Silvestrini et al.53 suggested that a lower PI was linked to arteriolar vasodilatation. Many studies used TCD ultrasound to compare PI in the anterior circulation of migraineurs and controls19,31,40,45,54. Most of them found no significant difference in PI between migraineurs and controls40,45,54. Only two studies Chernyshev et al.34 and Totaro et al.10 found significantly higher PI in the anterior circulation of migraineurs than controls, whereas one study found that migraine patients had lower PI than controls18. Few studies compared PI in the posterior circulation of migraineurs to controls; no significant difference in PI between migraines and controls was reported2,10,34,40.

Although previous work has shown that cerebral blood flow is altered in migraineurs, it is unknown if these processes are differentially involved in chronic versus episodic forms of the disease. As far as we know there has been no previous study directly comparing episodic versus chronic types of headache.

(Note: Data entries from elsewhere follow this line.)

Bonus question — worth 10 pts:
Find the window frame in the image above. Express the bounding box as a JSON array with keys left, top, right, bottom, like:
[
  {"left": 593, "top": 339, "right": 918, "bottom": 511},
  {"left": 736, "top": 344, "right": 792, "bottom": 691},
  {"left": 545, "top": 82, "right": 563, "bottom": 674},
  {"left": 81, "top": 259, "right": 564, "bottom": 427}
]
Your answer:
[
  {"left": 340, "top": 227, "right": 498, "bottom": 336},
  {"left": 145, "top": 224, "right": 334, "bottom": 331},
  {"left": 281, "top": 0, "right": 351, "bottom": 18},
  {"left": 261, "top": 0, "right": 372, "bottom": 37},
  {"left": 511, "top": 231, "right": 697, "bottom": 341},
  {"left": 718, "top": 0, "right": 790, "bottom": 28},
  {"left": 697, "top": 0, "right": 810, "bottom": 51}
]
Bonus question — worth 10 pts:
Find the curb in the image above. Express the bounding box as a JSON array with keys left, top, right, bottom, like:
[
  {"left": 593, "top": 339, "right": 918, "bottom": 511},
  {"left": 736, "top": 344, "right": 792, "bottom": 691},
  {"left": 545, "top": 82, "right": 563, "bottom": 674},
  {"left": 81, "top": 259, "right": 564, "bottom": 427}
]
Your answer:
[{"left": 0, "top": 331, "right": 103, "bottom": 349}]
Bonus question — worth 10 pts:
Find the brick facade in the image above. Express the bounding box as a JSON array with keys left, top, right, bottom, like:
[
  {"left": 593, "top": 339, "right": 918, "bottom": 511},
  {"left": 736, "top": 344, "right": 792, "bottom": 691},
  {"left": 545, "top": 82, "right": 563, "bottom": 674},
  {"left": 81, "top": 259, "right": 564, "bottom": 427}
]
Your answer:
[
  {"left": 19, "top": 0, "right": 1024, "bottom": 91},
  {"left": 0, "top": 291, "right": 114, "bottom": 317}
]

However the present study found no significant differences between episodic and chronic headache in TTH. However, in migraine the PI of the MCA and PCA were significantly higher in patients with chronic versus episodic symptoms. it is possible that a higher frequency of migraine attacks increases PI, which possibly due to arteriolar vasodilatation rather than reduced lumen diameter in the basal arteries.

The present results found abnormal cerebrovascular function in patients with TTH and in migraine without aura. There was a low MFV of the MCA for patients with TTH and a higher MFV of the ACA for patients who had migraine without aura. The increased MFV in migraine without aura may be attributable to arteriolar vasodilatation rather than reduced lumen diameter in the MCA since there was no change in PI.